Emmanuel Combe a publié une chronique dans le journal L’Opinion, le 2 Janvier 2020, sur le protectionisme US et l’emploi.
En guide de cadeau de Noël au président Trump, la Réserve Fédérale a publié la semaine dernière une étude empirique très intéressante sur les effets du protectionnisme américain sur l’emploi. Par la voix de deux de ses économistes, Aaron Flaaen et Justin Pierce, elle tente de répondre à une question aussi simple à poser que complexe à résoudre : quel est l’impact global sur l’emploi du protectionnisme mis en place depuis 2018 par le président Trump ? La question posée est un peu différente de celle usuellement étudiée par les économistes, qui consiste à calculer un « coût par emploi sauvé ».

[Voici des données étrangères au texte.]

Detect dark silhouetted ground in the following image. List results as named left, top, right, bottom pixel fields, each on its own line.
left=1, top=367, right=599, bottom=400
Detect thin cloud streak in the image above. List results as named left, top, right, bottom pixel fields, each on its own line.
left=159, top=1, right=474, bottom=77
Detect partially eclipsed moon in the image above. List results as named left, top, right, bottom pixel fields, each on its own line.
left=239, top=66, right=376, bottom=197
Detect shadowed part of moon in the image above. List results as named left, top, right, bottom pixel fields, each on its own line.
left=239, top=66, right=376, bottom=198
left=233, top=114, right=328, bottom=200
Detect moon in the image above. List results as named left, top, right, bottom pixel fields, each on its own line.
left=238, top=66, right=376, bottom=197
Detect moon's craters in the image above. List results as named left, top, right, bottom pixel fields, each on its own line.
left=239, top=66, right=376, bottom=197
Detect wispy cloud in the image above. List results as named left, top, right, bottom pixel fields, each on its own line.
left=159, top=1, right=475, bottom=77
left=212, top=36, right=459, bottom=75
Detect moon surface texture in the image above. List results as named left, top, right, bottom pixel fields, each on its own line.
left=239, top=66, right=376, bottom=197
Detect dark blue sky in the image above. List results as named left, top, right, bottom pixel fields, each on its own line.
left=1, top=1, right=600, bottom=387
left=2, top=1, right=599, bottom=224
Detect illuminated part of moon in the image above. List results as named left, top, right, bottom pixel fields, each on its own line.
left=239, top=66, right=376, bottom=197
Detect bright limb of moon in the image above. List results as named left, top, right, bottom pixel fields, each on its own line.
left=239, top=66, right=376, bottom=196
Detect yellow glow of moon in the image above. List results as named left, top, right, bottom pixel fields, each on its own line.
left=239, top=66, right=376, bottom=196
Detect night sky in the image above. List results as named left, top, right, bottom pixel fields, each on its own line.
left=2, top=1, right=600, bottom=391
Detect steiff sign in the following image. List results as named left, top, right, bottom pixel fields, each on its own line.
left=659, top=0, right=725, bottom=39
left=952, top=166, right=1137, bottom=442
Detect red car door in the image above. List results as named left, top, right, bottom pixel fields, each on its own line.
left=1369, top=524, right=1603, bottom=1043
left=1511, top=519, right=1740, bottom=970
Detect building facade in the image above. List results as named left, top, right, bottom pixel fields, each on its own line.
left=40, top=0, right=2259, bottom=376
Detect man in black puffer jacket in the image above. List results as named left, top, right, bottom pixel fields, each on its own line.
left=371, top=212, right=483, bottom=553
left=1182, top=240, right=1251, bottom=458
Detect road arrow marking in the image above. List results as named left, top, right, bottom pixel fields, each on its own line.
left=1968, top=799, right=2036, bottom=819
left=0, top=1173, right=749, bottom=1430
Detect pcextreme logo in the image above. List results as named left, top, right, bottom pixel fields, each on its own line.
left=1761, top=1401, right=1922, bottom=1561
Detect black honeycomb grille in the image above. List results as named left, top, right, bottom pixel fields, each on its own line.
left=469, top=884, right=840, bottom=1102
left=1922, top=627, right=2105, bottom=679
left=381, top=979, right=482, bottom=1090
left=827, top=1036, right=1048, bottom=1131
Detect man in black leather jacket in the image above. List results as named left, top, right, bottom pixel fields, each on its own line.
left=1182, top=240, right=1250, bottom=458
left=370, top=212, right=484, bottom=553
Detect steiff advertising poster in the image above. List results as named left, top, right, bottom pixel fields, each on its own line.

Le but n’est alors pas de contester le fait que le protectionnisme sauve des emplois : il s’agit plutôt de montrer que cet instrument n’est pas efficace économiquement car il coûte très cher à la collectivité, et notamment aux consommateurs qui voient leur pouvoir d’achat diminuer. Les résultats de ces études empiriques sont désormais assez connus et conduisent à un même verdict : cela coûte très cher ! 814 000 dollars par an pour garder un emploi dans l’industrie des machines à laver et même 900 000 dollars par an dans le cas des pneumatiques.
L’étude récente de la FED va plus loin et entend démontrer que si l’on prend en compte les effets directs mais aussi indirects, l’effet global du protectionnisme sur l’emploi peut devenir négatif. Le premier effet direct est favorable à l’emploi : en effet, une industrie qui est protégée par des droits de douane va produire plus, dans la mesure où les clients vont substituer des produits domestiques à des produits importés. Des emplois vont donc être créés grâce à la protection douanière. Cet effet de substitution en faveur de la production locale aurait conduit, dans les 76 industries étudiées par les auteurs, à un effet positif sur l’emploi de l’ordre de 0,3 %.
Mais un second effet, indirect, doit être pris en compte : les taxes douanières imposées par Trump sur les produits chinois visent tout particulièrement des produits intermédiaires comme l’aluminium ou les semi-conducteurs. Or, ces intrants sont utilisés par d’autres producteurs américains, qui voient leur coût de production augmenter. Par exemple, dans le cas de l’aluminium, les coûts de production des entreprises américaines fabricants des plaques d’aluminium ont augmenté de 17,6 % à cause des droits de douane sur l’aluminium chinois. Cette hausse des coûts les a conduits à diminuer leur niveau de production et donc à licencier. Selon les deux auteurs, cet effet négatif aurait diminué l’emploi de 1,1 %.
Un troisième effet va jouer : face au protectionnisme américain, les Chinois ont adopté des mesures de représailles. Les entreprises américaines exportant vers la Chine ont donc vu leurs débouchés se réduire et ont ajusté à la baisse le niveau de l’emploi. Cet effet, également négatif, est estimé à – 0,7 %. Le bilan final du protectionnisme sur l’emploi est alors simple à faire puisqu’il se résume à une addition : + 0,3 – 1,1 – 0,7 = – 1,5 %. Dit en d’autres termes, le protectionnisme américain mis en place depuis 2017 a détruit de l’emploi aux Etats-Unis.
Mais pourquoi personne ne s’inquiète-t-il vraiment de ces mauvais résultats ? Parce que le taux de chômage est très bas aux Etats-Unis (3,5 %). Mais il serait faux de penser que le protectionnisme y est pour quelque chose. Bien au contraire.
Emmanuel COMBE est professeur des Universités et professeur à Skema Business School.